In order to investigate the general expression profile of AEBP1, RT-PCR was performed on a range of commercially available human tissues. This demonstrated a ubiquitous expression of AEBP1 (Fig. 2D).

Biochemical collagen analyses

Fibroblast cultures were established from a skin biopsy from patient 1. SDS-PAGE analysis of metabolically labelled procollagens and pepsin-digested fluorescently labelled collagens extracted from the medium and the cell layer of dermal fibroblast cultures showed a normal electrophoretic pattern for the bands representing the α-chains of types I, III and V (pro)collagen proteins, without clear qualitative or quantitative alterations (data not shown).
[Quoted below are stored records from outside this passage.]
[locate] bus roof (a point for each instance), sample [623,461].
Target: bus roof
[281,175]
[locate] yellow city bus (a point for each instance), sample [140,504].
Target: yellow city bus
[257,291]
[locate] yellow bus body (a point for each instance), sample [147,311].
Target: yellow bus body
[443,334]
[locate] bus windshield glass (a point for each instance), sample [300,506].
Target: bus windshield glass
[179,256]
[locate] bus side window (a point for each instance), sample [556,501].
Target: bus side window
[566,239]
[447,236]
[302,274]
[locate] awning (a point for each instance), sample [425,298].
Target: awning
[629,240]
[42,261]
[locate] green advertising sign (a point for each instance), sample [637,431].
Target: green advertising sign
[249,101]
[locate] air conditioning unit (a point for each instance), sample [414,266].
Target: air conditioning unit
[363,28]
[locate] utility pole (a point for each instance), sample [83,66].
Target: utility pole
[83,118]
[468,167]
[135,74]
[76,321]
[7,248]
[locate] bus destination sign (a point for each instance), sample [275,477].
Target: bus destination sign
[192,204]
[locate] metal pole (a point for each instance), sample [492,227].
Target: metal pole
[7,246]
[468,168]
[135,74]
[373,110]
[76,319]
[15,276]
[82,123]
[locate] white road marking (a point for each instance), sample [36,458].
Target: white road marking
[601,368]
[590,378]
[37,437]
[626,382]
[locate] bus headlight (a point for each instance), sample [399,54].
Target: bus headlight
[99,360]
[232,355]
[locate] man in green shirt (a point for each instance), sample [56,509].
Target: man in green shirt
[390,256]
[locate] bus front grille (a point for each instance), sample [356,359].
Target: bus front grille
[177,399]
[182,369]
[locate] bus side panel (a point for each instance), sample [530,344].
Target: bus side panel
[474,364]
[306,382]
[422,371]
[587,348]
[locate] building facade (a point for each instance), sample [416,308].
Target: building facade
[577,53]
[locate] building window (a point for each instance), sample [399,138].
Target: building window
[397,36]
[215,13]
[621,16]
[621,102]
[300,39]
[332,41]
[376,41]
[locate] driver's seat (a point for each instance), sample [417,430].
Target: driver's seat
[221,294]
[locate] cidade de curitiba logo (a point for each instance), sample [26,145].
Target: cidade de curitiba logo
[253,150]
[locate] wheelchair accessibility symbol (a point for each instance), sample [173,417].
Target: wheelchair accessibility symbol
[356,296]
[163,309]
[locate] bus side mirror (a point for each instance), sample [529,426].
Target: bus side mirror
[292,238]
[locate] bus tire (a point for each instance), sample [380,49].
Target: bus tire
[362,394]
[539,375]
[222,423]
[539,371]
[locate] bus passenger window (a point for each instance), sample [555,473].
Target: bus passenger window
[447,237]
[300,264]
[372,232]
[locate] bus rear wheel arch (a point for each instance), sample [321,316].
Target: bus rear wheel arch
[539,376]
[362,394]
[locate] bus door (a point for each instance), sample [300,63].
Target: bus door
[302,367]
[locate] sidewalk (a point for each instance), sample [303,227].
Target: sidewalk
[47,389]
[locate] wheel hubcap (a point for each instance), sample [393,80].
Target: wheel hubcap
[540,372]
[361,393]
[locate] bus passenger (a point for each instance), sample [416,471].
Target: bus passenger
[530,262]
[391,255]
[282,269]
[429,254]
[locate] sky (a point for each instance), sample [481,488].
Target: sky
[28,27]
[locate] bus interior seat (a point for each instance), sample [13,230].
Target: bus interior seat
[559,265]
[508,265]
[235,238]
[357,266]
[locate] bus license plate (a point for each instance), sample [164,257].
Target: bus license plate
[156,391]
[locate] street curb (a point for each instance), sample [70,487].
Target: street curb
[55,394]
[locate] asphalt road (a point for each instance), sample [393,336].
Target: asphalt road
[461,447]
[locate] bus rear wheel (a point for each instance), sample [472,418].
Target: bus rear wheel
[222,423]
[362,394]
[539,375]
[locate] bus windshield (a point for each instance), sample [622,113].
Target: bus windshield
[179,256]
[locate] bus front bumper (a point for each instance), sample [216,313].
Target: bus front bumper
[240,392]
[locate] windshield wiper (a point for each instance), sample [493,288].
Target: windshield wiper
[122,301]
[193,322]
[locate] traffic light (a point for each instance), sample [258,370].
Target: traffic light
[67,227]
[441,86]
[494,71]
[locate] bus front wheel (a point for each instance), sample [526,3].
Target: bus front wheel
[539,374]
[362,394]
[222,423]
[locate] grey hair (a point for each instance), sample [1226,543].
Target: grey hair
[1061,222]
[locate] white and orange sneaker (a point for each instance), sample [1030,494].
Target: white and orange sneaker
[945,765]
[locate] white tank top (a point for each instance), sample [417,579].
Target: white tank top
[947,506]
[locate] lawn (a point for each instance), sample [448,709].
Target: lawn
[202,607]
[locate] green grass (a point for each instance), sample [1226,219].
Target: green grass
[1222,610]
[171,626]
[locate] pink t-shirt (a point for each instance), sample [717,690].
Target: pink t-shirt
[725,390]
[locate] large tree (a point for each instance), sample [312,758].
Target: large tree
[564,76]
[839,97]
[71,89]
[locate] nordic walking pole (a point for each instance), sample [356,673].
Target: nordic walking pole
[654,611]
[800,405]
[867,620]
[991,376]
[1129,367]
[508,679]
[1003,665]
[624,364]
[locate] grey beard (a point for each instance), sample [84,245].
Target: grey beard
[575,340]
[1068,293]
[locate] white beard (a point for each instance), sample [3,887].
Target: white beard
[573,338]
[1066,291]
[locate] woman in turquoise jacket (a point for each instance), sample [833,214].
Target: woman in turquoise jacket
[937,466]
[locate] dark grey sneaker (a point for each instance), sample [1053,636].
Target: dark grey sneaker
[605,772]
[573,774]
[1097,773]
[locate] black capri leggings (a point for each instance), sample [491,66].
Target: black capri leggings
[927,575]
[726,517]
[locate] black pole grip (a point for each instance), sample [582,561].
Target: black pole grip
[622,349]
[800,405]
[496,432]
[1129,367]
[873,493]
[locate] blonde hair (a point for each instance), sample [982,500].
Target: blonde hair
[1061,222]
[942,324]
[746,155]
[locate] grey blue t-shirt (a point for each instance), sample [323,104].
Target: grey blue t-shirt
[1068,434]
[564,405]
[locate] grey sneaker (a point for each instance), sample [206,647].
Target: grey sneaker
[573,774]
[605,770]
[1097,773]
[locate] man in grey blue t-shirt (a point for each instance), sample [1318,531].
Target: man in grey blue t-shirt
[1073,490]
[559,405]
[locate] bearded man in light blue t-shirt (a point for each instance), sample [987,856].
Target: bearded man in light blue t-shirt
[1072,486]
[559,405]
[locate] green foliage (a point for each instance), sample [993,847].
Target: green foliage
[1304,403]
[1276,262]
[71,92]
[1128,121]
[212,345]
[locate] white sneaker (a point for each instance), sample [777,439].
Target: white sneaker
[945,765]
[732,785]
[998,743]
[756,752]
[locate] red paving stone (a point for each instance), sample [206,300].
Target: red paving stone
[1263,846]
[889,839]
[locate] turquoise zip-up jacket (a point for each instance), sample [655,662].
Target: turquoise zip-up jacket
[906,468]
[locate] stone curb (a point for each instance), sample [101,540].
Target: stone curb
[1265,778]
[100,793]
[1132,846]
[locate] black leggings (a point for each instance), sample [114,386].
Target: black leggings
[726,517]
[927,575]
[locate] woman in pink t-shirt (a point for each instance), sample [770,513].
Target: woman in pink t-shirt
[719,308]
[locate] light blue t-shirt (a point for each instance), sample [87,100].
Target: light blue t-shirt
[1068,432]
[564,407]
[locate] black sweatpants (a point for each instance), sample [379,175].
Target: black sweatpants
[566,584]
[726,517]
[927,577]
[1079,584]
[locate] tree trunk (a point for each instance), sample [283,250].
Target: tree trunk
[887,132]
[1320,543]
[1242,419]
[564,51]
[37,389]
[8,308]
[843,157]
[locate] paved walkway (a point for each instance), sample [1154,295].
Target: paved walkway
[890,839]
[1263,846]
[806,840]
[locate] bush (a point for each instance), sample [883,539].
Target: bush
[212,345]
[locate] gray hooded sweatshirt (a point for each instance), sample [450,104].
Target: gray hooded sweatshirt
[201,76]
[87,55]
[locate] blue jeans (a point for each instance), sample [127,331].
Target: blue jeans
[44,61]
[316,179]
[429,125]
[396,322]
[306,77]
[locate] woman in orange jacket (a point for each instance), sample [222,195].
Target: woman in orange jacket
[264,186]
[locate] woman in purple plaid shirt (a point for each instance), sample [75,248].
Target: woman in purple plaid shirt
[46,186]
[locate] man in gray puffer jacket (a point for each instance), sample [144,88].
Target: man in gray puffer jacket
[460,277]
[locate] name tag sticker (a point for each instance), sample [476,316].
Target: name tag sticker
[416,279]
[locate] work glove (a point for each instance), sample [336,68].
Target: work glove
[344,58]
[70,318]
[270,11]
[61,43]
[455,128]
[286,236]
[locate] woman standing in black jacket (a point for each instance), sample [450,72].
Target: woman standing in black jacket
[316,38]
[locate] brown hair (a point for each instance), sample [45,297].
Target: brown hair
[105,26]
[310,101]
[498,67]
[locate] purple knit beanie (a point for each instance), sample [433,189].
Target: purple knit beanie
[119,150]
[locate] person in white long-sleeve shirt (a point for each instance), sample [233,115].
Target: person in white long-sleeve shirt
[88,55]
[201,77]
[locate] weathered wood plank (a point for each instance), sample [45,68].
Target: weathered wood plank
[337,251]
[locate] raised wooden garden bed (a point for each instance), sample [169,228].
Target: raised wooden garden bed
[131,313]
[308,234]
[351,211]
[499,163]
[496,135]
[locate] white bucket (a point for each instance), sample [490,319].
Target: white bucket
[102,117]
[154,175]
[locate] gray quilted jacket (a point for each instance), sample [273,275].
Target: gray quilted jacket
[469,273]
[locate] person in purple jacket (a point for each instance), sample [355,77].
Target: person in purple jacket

Analysis of the urinary collagen cross-links from patient 1 revealed a lysylpyridinoline/hydroxylysylpyridinoline (LP/HP) ratio of 0.27, which is similar to that of normal controls (LP/HP, 0.19 ± 0.02; range, 0.12–0.25; n = 179).

Ultrastructural collagen analysis

We evaluated collagen fibril architecture in the reticular dermis of a skin biopsy from both patients by transmission electron microscopy (TEM). Cross-sectional TEM profiles in both patients demonstrated fibrils with variable diameters, and some fibrils displayed a small flower-like appearance with irregular contours (Fig. 3A). Morphometric analysis revealed mildly increased fibril diameters with a somewhat broader distribution of fibril diameters (patient 1, 97.8 ± 9.6 nm; patient 2, 98.7 ± 13.3 nm) compared to control (90.8 ± 7.1 nm). Interfibrillar spaces appeared grossly normal in patient 2 but were larger and filled with amorphous granulofilamentous deposits in patient 1 (Fig. 3A). In addition, the morphology of elastin showed an altered appearance with ruffled edges in both patients (Fig. 3B). Fibroblasts were morphologically normal and did not show dilated endoplasmic reticulum or other ultrastructural signs of activation of the unfolded protein response and/or autophagy (data not shown).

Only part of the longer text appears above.